The first time you heard the Prelude to Tristan und Isolde you wondered if you ought to kill yourself then and there. This Wagner fellow had figured out everything about your life, so what was the point in going on living? After some consideration you decided it would be bad form to commit suicide in a packed opera house, so you resolved to save it for after the intermission. Then--no, you wanted to stay for the second act. Perhaps until the end of the third. Then you would certainly do it. Would it be better, you mused, eyes inscrutable behind your fan, to wait until you got home, write a note, and then elegantly slit your wrists in the tub? Or to be spontaneous about it and just jump off the bridge into the Rhine? Which would leave a prettier corpse?
As it happened, you didn't get to decide. Before you had even left the opera house, still shouldering on your mantle, he--you know of whom I speak--burst into the cloakroom and shot you dead in a frenzy of love frustrated. Such is the way of the world.
You kill each other. In every lifetime, you kill each other. In cold blood or in a fit of passion, with bare hands or with a death warrant, you always kill each other. That's what everyone gets wrong about the legend; you are star-crossed lovers, yes, there's no denying that--but it's less a tragedy of two innocents caught in fate's crossfire and more a duel to the death on the deck of a sinking ship. Still, you don't begrudge the poets their flights of fancy.
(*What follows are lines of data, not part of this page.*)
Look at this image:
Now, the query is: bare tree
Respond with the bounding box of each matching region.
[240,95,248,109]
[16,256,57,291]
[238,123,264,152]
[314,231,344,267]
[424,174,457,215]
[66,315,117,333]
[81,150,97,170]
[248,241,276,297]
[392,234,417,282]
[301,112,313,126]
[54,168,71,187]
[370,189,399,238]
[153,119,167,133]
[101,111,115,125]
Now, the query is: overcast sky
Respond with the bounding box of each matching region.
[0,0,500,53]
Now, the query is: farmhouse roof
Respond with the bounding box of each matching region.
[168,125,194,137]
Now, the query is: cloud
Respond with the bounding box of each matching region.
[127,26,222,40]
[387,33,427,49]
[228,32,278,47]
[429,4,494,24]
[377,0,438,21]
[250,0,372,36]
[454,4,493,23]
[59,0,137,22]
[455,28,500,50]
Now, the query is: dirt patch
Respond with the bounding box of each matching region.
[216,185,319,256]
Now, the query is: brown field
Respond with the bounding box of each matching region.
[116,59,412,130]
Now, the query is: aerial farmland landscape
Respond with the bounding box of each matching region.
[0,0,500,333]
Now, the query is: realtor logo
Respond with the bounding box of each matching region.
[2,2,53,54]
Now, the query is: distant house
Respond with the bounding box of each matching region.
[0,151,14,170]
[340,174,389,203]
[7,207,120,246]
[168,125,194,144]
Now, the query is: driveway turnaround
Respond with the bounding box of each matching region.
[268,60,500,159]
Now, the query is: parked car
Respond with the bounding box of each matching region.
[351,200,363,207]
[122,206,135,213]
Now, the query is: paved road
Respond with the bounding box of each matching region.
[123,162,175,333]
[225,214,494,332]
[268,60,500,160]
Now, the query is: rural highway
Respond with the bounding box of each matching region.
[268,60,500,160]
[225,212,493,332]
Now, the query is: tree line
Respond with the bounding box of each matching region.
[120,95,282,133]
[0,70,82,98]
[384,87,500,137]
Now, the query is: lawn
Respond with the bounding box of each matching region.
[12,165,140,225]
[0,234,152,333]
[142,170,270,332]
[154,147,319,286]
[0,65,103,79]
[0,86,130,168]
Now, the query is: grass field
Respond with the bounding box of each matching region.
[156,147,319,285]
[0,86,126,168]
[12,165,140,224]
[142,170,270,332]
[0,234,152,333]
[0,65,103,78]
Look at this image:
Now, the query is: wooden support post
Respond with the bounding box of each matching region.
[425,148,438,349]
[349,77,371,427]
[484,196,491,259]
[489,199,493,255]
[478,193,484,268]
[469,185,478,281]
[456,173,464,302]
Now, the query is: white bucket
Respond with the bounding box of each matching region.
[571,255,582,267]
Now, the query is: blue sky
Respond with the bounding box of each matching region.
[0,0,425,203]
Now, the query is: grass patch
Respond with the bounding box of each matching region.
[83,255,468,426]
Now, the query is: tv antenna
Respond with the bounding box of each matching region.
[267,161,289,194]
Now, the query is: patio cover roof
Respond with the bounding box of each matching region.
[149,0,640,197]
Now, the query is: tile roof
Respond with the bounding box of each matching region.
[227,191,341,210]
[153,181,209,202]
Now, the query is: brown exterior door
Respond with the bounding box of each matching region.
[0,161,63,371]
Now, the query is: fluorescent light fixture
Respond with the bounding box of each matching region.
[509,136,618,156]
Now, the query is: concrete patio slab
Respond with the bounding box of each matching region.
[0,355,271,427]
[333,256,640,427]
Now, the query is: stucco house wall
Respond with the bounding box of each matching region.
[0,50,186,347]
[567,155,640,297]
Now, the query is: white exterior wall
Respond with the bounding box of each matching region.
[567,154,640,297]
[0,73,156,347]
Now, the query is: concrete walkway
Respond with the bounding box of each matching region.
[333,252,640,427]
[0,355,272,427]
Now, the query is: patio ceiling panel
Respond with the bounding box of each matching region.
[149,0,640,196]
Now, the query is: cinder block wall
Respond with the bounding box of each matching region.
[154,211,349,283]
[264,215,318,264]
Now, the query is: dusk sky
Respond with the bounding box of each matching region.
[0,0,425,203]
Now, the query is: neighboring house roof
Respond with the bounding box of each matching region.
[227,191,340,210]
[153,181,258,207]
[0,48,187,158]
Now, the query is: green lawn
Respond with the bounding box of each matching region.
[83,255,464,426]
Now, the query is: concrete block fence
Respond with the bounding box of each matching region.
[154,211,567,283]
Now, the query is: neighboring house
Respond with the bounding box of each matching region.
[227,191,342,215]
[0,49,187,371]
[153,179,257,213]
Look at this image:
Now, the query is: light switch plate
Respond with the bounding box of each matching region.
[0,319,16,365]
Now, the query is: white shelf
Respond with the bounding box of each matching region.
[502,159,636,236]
You have a vivid memory of lying next to him in a field in the swan song of summer, your white dress stained with grass and his blood. He lay with his head on a tree root; you watched his labored breathing, his white face, still a sparkle of light in his pale blue eyes. The spear in his stomach rose and fell with each breath. Afternoon sun glinted off his armor. To pass the time you read to him from an epic that had been written about the two of you.
And when Tristan espied the black sails on the horizon,
he wept most piteously and his heart broke in twain
for he knew his Isolde had turned traitor.
Alas, deceived, deceived! When at last the princess alighted
on the far shore--aye, she it was, for no traitor
was Isolde--she saw only the corpse of her beloved,
murther'd by very grief. And as the tide caresses
the rocky beach, she draped herself over his body,
yet warm but still as a stone, and herself of anguish died.
A wry smile spread across his face. He tried to laugh, but all he could manage was a sigh. Wordlessly you mimicked your own gesture in the poem--you crawled over and lay on top of him (as well as you could, with the spear in the way). Touched his hot, sweaty cheek. He made a little noise, of pain or pleasure you couldn't tell. And then he closed his eyes and died. Centuries later, the first notes of the Prelude will bring this memory back like a knife to the chest--and all the other memories you have of him dying, too. Like everyone else Wagner got the story all wrong. But he got the pain right. That's what matters. That's worth slitting your wrists for.
Isolde, Isolde, what will you do when you go down to the grave for the last time? Will you sleep peacefully then? I can't imagine it. I just can't picture you ever settling down--not in the country, not in the city, not in the cold dark earth. Quietness eludes you. Woman or man, princess or saint or beggar or soldier, all your life is a chase, a wild flight. Time slips like sand through your fingers but you keep on digging for more. Moth to flame, hand to fire. Wings and fingertips singed. There's no excuse for it anymore; the potion's long since worn off, centuries and centuries ago. What's left can, I suppose, be called true love.